EN el año 1771, el abate Joseph Dinouart (1716-1786), eclesiástico mundano y polígrafo escribió en París un ensayo intitulado L’Art de se taire (El arte del callar). Decía Dinouart que para callar bien, no basta con cerrar la boca y no hablar; que hay que saber gobernar la lengua, reconocer los momentos en que conviene contenerla, o darle una libertad moderada; seguir las reglas que la prudencia prescribe en esta materia, y distinguir, en los acontecimientos de la vida, las ocasiones en que el silencio debe ser inviolable; ser de una firmeza inflexible cuando se trata de observar, sin equivocarse,
todo lo que se considera conveniente para callar bien; y todo esto supone reflexiones, luces y conocimiento. Porque el primer grado de la sabiduría es saber callar; el segundo es saber hablar poco y moderarse en el discurso; el tercero es saber hablar mucho, sin hablar mal y sin hablar demasiado; pues sólo se debe dejar de callar cuando se tiene algo que decir más valioso que el silencio.
Pero no hay menos debilidad o imprudencia en callar cuando estamos obligados a hablar que ligereza e indiscreción en hablar cuando se debe callar. Y es que ha llegado el momento de usar la palabra. Y como diría Mayor Zaragoza, ha llegado el momento de plantarse, de no admitir lo inadmisible. De alzarse. De elevar la voz y tender la mano. Es tiempo de acción, de no ser espectador impasible: hemos de transformarnos de súbditos en ciudadanos, usando la fuerza de la palabra.

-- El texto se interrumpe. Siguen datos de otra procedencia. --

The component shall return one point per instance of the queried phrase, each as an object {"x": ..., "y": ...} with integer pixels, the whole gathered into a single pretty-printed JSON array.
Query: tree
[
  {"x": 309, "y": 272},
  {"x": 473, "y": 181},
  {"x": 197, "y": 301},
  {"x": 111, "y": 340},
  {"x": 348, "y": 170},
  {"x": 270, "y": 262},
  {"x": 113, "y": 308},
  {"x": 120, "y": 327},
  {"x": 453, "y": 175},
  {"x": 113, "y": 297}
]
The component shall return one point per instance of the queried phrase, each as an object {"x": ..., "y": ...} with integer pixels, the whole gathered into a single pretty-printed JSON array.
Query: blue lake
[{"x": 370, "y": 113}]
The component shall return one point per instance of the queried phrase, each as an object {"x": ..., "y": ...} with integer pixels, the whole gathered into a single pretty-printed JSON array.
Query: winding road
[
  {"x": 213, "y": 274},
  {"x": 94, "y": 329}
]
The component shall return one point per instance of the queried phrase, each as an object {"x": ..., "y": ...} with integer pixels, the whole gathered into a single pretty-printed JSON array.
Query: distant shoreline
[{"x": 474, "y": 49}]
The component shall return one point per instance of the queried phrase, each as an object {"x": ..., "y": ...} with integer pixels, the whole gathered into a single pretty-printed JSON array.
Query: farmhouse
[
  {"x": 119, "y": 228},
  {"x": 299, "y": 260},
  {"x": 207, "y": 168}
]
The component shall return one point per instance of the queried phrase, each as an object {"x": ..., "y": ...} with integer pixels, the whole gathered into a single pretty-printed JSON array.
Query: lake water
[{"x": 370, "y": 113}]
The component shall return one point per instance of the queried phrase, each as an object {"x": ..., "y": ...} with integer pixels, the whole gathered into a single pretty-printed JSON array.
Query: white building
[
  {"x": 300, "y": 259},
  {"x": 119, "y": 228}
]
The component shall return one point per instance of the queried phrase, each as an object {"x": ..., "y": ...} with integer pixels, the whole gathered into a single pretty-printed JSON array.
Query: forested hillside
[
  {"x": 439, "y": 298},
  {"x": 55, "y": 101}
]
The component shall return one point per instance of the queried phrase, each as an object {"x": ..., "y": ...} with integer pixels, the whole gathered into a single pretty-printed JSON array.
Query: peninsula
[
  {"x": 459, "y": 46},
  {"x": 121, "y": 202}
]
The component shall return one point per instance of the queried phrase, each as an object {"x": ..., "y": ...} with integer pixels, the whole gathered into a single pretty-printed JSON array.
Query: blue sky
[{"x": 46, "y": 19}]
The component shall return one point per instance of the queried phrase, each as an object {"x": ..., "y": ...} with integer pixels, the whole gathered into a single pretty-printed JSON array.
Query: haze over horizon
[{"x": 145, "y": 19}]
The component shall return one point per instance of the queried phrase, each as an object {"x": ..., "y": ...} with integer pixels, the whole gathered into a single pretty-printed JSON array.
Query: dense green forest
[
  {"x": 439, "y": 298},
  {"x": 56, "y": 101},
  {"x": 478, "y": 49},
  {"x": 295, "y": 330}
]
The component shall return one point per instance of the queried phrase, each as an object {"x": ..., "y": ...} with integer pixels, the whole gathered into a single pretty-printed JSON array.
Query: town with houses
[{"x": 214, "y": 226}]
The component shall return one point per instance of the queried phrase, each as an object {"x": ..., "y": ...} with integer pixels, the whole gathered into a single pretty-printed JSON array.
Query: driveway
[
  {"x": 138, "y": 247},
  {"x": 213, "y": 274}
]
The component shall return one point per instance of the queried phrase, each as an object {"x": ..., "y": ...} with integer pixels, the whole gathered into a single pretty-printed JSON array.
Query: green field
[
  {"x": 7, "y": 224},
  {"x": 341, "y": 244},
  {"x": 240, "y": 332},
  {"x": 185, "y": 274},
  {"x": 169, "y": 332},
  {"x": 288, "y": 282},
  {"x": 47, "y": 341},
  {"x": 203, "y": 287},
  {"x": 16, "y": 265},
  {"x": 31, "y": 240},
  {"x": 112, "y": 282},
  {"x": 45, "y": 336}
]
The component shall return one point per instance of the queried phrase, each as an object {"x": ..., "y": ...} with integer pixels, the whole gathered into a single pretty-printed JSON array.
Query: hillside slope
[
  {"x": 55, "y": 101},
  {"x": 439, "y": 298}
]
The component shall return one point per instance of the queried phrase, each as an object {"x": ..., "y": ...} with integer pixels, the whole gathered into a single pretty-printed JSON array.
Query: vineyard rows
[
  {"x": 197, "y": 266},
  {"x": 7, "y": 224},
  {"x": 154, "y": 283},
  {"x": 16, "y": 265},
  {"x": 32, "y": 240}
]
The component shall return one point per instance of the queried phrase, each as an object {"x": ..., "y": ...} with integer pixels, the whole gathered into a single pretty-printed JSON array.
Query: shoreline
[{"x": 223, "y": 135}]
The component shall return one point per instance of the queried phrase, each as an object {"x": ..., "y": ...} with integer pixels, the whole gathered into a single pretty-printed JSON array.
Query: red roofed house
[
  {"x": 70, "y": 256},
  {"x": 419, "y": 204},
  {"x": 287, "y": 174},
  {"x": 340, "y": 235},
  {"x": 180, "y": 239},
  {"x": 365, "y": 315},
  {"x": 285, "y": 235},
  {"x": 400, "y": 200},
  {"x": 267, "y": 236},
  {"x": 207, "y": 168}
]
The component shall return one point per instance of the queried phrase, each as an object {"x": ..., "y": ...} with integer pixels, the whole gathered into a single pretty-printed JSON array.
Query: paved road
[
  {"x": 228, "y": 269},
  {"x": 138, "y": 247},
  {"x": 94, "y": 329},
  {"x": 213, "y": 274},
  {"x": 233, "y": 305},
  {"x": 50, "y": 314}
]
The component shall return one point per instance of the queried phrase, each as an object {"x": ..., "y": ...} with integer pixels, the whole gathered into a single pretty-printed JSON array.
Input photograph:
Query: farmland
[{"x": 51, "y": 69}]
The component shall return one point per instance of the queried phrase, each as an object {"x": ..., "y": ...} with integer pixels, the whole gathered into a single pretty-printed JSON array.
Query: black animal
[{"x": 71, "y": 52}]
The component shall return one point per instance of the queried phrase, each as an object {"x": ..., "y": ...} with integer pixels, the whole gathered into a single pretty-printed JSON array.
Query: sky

Porque están destruyendo nuestra sociedad, nuestra cultura, nuestra democracia y nuestro planeta. Hay que dar freno a la voracidad frenética de unos pocos y al radicalismo ideológico, sea físico o metafísico. El tiempo de callar ha concluido. A partir de ahora, delito de callar. ¡Construyamos cultura para frenar el derrumbe inminente!